All Things Considered chronicles the continuing slide from innovative company with good business model to cautionary tale:
For years the vast majority of business stories about Facebook seemed to describe some kind of unstoppable force. A company that was doubling in size every year — with members who spent more time on the network month after month, and a user base so large it rivaled the most populous nations on Earth.The story featured is a genuinely touching story of a man who lost his memory trying to rediscover his past on Facebook.

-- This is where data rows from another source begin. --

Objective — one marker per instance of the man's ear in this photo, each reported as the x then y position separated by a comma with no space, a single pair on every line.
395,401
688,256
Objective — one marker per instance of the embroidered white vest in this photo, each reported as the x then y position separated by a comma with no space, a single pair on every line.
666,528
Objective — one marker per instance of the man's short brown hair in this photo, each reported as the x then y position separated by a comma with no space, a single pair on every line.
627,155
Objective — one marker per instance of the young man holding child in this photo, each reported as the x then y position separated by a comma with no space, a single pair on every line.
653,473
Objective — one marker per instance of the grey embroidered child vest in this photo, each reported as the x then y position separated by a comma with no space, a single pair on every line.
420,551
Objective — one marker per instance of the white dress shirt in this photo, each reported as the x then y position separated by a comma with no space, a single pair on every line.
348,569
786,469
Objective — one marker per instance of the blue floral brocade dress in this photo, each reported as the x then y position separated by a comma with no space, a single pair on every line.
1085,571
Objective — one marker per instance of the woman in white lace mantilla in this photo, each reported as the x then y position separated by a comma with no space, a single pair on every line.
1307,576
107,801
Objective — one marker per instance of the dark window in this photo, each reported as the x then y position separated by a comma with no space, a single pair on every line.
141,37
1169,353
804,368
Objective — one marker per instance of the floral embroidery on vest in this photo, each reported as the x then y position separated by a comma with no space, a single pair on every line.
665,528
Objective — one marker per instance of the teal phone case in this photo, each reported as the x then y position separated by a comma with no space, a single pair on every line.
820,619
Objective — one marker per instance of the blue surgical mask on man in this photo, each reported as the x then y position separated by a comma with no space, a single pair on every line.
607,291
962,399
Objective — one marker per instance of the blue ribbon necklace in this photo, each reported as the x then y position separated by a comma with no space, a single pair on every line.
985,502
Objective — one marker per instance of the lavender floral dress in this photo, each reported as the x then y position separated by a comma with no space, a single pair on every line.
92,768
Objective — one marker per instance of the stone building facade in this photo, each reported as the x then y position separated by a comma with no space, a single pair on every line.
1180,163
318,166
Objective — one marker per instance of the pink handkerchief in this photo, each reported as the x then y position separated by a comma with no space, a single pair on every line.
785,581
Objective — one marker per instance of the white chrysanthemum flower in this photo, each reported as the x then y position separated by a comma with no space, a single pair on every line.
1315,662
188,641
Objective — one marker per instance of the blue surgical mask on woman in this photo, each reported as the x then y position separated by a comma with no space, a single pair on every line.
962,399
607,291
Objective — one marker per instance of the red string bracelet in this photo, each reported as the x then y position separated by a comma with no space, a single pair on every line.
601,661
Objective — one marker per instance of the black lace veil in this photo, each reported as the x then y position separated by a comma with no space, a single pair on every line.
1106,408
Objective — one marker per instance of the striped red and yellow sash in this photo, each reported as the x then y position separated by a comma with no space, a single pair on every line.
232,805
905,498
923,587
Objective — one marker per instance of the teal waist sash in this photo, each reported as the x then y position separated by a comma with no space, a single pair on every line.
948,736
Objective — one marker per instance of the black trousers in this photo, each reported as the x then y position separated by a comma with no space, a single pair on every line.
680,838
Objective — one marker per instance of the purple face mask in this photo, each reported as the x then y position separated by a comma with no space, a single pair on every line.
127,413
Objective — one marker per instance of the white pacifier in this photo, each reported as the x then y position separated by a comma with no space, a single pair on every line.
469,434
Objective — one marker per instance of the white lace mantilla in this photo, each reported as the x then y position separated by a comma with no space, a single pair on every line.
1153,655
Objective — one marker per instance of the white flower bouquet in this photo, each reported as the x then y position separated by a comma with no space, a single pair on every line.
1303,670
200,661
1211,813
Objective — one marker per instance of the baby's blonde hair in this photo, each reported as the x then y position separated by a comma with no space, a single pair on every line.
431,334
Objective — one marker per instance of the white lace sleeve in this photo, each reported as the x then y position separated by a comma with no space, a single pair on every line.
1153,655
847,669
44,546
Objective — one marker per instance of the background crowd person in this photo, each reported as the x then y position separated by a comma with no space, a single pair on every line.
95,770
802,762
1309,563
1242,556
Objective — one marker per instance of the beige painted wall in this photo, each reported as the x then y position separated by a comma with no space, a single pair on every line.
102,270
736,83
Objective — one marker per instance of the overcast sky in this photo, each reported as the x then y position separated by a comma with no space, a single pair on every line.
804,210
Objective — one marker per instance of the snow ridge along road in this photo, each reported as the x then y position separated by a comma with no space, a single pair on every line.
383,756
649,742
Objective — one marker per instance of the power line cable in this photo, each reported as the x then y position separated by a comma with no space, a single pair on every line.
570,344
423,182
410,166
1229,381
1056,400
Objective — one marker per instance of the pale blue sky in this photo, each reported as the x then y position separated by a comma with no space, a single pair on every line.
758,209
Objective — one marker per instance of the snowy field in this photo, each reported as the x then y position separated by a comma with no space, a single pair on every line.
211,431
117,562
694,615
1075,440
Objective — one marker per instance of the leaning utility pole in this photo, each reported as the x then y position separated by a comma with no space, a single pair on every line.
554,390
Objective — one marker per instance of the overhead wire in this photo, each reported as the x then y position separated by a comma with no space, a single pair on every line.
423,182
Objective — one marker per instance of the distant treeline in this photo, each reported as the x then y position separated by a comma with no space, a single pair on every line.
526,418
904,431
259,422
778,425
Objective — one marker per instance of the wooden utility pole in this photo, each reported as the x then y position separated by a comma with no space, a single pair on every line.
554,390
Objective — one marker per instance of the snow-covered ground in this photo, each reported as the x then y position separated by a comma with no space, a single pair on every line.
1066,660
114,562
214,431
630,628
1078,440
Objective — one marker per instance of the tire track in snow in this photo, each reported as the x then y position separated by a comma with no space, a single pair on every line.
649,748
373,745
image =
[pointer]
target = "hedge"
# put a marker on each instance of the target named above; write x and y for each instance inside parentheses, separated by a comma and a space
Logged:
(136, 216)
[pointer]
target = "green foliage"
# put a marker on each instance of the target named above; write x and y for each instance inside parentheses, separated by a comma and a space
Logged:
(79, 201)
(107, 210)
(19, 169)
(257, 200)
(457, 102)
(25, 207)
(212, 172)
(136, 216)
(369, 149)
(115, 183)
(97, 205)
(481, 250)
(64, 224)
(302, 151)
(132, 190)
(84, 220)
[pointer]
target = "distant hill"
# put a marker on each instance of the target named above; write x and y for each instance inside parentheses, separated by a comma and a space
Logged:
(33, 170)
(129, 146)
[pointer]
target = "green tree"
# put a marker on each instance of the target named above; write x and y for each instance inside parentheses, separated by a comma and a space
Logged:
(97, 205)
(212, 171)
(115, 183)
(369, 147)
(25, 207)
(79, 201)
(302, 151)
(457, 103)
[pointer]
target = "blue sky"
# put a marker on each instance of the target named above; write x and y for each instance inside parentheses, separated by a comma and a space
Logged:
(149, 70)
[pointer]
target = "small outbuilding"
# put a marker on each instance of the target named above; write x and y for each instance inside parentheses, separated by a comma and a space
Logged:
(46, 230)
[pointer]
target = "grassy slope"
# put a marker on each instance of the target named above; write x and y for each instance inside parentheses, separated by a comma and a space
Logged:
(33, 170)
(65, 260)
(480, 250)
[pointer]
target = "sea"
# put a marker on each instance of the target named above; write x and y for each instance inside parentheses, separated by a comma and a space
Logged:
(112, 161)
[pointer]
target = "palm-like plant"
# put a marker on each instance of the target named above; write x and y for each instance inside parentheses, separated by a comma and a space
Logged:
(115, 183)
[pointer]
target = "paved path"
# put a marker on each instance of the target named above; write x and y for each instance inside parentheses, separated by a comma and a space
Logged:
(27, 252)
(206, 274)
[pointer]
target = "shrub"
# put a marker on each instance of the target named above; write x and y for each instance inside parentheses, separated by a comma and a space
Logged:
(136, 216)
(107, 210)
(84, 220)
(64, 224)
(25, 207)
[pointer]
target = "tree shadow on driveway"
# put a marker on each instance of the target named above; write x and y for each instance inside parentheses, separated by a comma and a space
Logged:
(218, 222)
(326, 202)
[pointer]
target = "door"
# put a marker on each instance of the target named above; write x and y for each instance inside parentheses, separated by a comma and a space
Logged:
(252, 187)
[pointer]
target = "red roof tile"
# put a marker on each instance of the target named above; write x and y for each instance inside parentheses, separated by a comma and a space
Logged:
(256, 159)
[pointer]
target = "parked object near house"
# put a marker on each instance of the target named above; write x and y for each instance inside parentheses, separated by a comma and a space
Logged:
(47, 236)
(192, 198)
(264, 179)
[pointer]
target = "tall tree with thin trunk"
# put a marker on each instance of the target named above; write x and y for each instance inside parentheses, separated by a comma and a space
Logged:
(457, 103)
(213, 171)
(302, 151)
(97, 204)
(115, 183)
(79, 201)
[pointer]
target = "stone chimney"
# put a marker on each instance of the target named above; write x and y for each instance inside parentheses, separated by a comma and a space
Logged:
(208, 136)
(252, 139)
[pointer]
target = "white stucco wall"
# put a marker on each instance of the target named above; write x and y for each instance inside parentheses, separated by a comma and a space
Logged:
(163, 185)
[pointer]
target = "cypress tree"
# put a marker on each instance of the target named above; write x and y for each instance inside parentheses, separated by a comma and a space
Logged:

From a business standpoint, though, the micro-site is a pointless exercise, and if the executives at FB actually expect this to move the needle, the company is in even more trouble than we thought.
And then as Facebook prepared to go public, suddenly the only thing business writers and analysts were interested in talking about was the money.
Analyst Debra Aho Williamson says Facebook's projected annual revenues are now more than $1 billion less than what she and other analysts had expected before the company went public.
"So Facebook is now in the ranks of the big companies, and essentially it'll stop innovating the way we've seen innovation before," says technology researcher Vivek Wadhwa.
Anant Sundaram, with the Tuck School of Business at Dartmouth, says, "We're talking about Facebook having to grow its revenues at between 25 and 30 percent per year."
They are among many analysts who recently have expressed their skepticism about Facebook's future as a business. Now Facebook is trying to change this narrative. The company is launching Thursday what it calls a micro-site, facebookstories.com.
It's really an online monthly magazine devoted to stories on how Facebook can be used.
The problem here is one that almost every business analyst has faced. You want to convince people to do something (buy your product, not cancel their membership, spend more time on your site, whatever). These people can be put into three groups, lost causes who will never do what you want, sure things and persuadables (people who will do what you want given the right pitch or incentive). This last group is why marketing departments exist (and why marketing statisticians like me have jobs).
FB has to meet incredibly aggressive growth targets that require both bringing in more accounts (extraordinarily difficult for a product this close to saturation) and getting more activity from many millions of low traffic users. The stories site may have a slight positive effect on brand but for the problem at hand it's so comically inadequate that it raises questions about whether the people running the company realize how much trouble they're in.
For starters, Facebook is too big and too famous to get much of a PR bump out of, well, anything. These "extraordinary stories" would be of great value to a little known business but people already know about FB and how to use it.
Second, for this to make a difference it would have to change the behaviors of at least tens of millions of persuadables, but by its nature this type of site will be most likely to attract regular/heavy Facebook users (sure things).
Finally, not every persuadable will be persuaded by every message. Watching an inspiration video might well make someone more likely to spend more time on FB but how much more likely?
If you run any kind of realistic numbers through this scenario, you won't get more than a trivial impact, and when you consider that at the end of the month, employees are probably going to start dumping their shares en masse, initiatives with trivial impact shouldn't be on anyone's schedule now.